With eight states going to polls in the coming year, the verdict is seen as a blow to PM Modi's Bharatiya Janata Party, which has won a series of elections since 2014 capitalizing on corruption charges against the previous Congress-led government.
It may prompt PM Modi to hunt for fresh issues going into the state elections before seeking re-election in 2019.
"This is a very awkward moment for Prime Minister Modi -- his entire campaign was built around allegations about this multi-billion scam and that the previous government was corrupt," said Nilanjan Mukhopadhyay, a political analyst and author of a biography on PM Modi.
This week PM Modi returned to power in his home state Gujarat, but it was a hard-fought battle.
The Gujarat verdict that showed that PM Modi "is not all that invincible," said Mr Mukhopadhyay.
The lower court acquitted former Indian telecommunications minister A Raja on charges of corruption and cheating in the sale of airwave licenses in 2008 that derailed the-then Manmohan Singh-led government.
Justice OP Saini said Thursday that investigators could not prove that Mr Raja along with some officials from companies that won the licenses for telecom services had conspired to receive kickbacks from the sale of phone permits, causing a loss to the government. Reliance ADA Group officials -- Gautam Doshi, Hari Nair and Surendra Pipara -- and two promoters of D B Realty Ltd., Shahid Balwa and Vinod Goenka were also let off by the court. The charges against Essar Group promoters, Anshuman and Ravi Ruia, were also scrapped.
"This is a huge setback for BJP's anti-corruption plank," said Arati Jerath, a New Delhi-based author and political analyst. "They have lost a major political weapon and now have to re-strategize for 2019."
There was a "huge bit of arbitrariness" in the allocation of 2G airwaves leading to a revenue loss to the government, Finance Minister Arun Jaitley said after the verdict. He added investigating agencies will decide on further course of action in the matter.
The court ruled "the spectrum sale was a notional loss and not a scam," said Mohan Guruswamy, chairman at New Delhi-based Centre for Policy Alternatives and an adviser in the previous BJP government. "It's doubtful if the government will go for strong appeal against the judgment. Politicians don't like to prosecute possible future allies or corporates."
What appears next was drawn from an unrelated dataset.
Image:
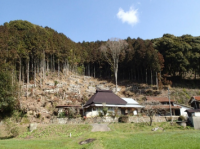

The telecom scandal led India's top court to cancel 122 licenses sold to companies, including the local joint ventures of Norway's Telenor ASA, UAE's Etisalat and Russia's AFK Sistema.
Shares of companies whose officials were acquitted surged after the court verdict. Unitech jumped 12.77 percent at 3:16 p.m. in Mumbai, Reliance Communications was up 3.82 percent while D B Realty surged 19.94 percent. The S&P BSE Sensex and NSE Nifty 50 Index were little changed.